By Ann Randall
Standing on the street, I was already saturated from head to toe with white foam, flour, and the red greasepaint smeared on my face by a passer-by when an angelic little girl took aim with her oversized can of foam and sprayed me with yet more “espuma.” Such is the playful scene happening everywhere on the streets of Pasto, Colombia, from January 2-7 during its boisterous festival known as El Carnaval de Negros y Blancos (The Carnival of Blacks and Whites), a designated UNESCO Masterpiece of the Oral and Intangible Heritage of Humanity.
The five-day festival includes the January 5 Dia de Negro, a day when celebrating locals and tourists paint themselves with black greasepaint to honor the Carnaval’s 1607 origins that began with the threat of a hacienda slave revolt. In order to avoid the rebellion, the Spanish Crown gave slaves an annual day off for the Catholic celebration of the Epiphany, which they celebrated by painting everyone with black shoe polish and soot to endow all hacienda residents with a common identity.
Since 1928 additional days have been added to that event, blending together both indigenous traditions and Epiphany activities. January 2 and 3 are celebrated as Carnavelito and the Parade of La Familia Casteneda, respectively — two days of joyful, colorful parades of folkloric groups, musicians, stilt walkers, and dancers from nearby Andean villages.
Those events lead up to January 6 — Dia de Blanco. It’s the most spectacular day of Carnaval — a five-hour parade of super-sized puppets and floats, called enormes carrosas, newly designed and built each year.
The festivities end quietly on January 7, the Dia de Cuy (Day of the Guinea Pig). The foam/flour/greasepaint vendors disappear. Exhausted tourists crowd the airport and bus stations and the residents of Pasto end Carnaval celebrating their tasty “microlivestock” — the guinea pig.

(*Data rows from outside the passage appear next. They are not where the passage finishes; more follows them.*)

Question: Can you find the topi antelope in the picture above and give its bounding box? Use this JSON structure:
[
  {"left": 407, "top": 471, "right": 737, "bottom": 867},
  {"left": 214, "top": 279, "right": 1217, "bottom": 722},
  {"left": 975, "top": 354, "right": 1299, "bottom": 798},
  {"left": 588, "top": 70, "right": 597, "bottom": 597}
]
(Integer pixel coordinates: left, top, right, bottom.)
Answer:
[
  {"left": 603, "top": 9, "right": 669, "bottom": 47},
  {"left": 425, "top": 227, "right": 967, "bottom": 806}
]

Making the most of your Carnaval trip:
1. Make accommodation reservations early. About 320,000 visitors attended the 2013 Carnaval, nearly doubling the city’s population.
2. Pasto has very limited hostel accommodations for the budget backpacker. One of the city’s least expensive hotels is Chambú Hotel Plaza, Carrera 20#, No. 16-74, Tel.: 7213129-7213645. During Carnaval: $15 a person for rooms varying in size from one to five beds. Basic hotel with restaurant and wi-fi.
Also near Plaza del Carnaval: Hotel Fernando Plaza, Calle 20, No. 218-16, Tel.: 7291432. During Carnaval: $79 a night, including breakfast, for a room with two double beds and a private bath. Wi-fi. Nice hotel with restaurant and espresso café.
3. Bring old clothes to wear on the streets. There is no avoiding the foam, flour, and greasepaint games of Carnaval, which last four of the five days.
4. Vendors on every street corner sell cans of foam, sticks of greasepaint, and bags of flour so you can join in the fun. They also sell sunglasses, brimmed hats, and ponchos that provide some protection from exuberant celebrants.
5. If you can’t be in Pasto for Carnaval, you can get a sense of the festivities by visiting the Carnaval Museum, a permanent exhibition of floats, costumes, and giant puppets along with photographs of Carnaval in its early days. It’s located at the Cultural Center Pandiaco in northern Pasto.
Getting to Pasto:
Pasto’s airport is 45 minutes from the city and many hotels will arrange for taxi service. Avianca and Satena Airlines have regular flights from Bogata and Cali. Pasto is on the Pan American highway and served by regular bus service.